ОН был у себя. И не один. И, как всегда, не ждал ЕЕ. ОН сидел спиной к двери и не прореагировал на стук. ЕМУ было не до стука. Скорее всего, ОН вообще не расслышал его. На экране внешней связи ослепительно улыбалась, рассыпаясь глубокими бархатными трелями своего, на весь ближний космос известного, меццо, Людочка Малышева. «Разве сейчас сеанс связи?» — вздрогнула она и медленно, как парализованная сном, где все самое нереальное вдруг становится страшной и непоправимой явью, поняла: это не сеанс.
Это было настоящее, форменное телесвидание, которому она помешала. «Кажется, к тебе пришли», — приглушенно сказала Людочка, глазами показывая на дверь.

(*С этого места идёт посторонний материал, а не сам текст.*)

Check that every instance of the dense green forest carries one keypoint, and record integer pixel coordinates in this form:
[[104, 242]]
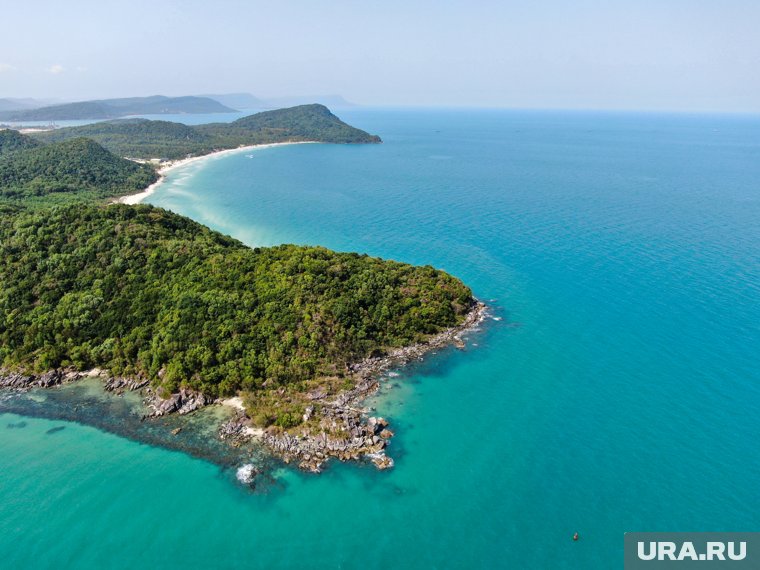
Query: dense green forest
[[11, 141], [77, 169], [141, 138], [142, 291], [113, 108]]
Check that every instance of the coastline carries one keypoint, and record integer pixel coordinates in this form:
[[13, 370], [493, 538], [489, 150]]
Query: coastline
[[345, 430], [165, 168]]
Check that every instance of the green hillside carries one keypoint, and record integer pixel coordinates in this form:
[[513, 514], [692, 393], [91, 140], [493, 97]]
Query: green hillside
[[11, 141], [144, 292], [140, 138], [75, 169], [114, 108]]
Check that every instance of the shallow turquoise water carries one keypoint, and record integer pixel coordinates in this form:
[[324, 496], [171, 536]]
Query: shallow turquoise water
[[620, 392]]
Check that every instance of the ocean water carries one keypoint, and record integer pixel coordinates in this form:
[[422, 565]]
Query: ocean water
[[619, 391]]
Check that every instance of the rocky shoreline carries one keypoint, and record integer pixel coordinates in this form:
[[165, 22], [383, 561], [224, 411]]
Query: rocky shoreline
[[334, 425], [343, 432]]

— Вы бы видели, доктор, как он сидел и смотрел на экран… Как он смотрел! У него лицо светилось. Я никогда не видела его таким. До самой смерти не забуду…
ОН растерянно, ничего не понимая, проследил за Людочкиным взглядом. И тут лицо ЕГО погасло, как будто что-то в нем внезапно выключили. «А… это ты…» — с печальной пресностью протянул ОН. И вдруг снова начал зажигаться. «Вы не знакомы? Это… она мне… как сестра… С детства… вместе…» — «Ну почему же… — с каким-то тайным пониманием, улыбаясь глазами, пропела Людочка. — Здравствуйте…»
Это было личное. На персональной — ЕГО или ее, Людочки, дикторши ближнего космоса, — частоте. ЕЕ же ОН никогда не вызывал в эфир, и ОНА простодушно думала, что так надо, зачем выходить в эфир, если мы и так рядом, и так можем видеться когда захочется. ЕГО лицо потемнело, глаза стали маленькими и бессмысленно злыми, руки сжались в бессильной ярости.
Свидание… Но почему же ОН сказался больным?
Чтобы не мешали? Чтобы оправдать Людочкино воркование на экране? Людочка была в красном прозрачном платье с немыслимым бантом на шее, и ее волосы, зачесанные на одну сторону, свободной волной касались ткани платья. На сеансах связи дикторши были в строгой синей форме. Но как ОН смотрел на нее… Как смотрел… Этот взгляд сказал ЕЙ все.
Она выскользнула из отсека. Те двое, кажется, и не заметили ее. Она торопливо шла по переходам сорок второй. Удар был настолько силен, что отбил все, даже способность воспринимать боль. К счастью, ей никто не попался навстречу. «Уже в путь?» — с некоторым удивлением спросил ее дежурный по станции, помогая справиться со скафандром. Она кивнула, и тяжелый ком горя начал разбухать, расти, как лавина, и глаза ее, только что безжизненно сухие, мгновенно наполнились горячей влагой. Она быстро опустила гермошлем, взмахнула рукой и бросилась в черноту пространства.
Она плыла вслепую, глаза ее залепили не успевшие вылиться слезы. Ощупью она искала поручни причала сорок первой, не желая вызывать на помощь Павла Ричкина, и набирала код шлюзовой… Да что там вспоминать…
Павел, конечно, встречал ее. Не спрашивал ни о чем, только помог стянуть скафандр, промокнул своим платком ее заплывшие слезами глаза.
А ОН… ОН больше не появился, даже не спросил, что с ней, когда почтовым транзитом ее спускали на Землю…
Это как раз совсем неудивительно, подумал Нильс.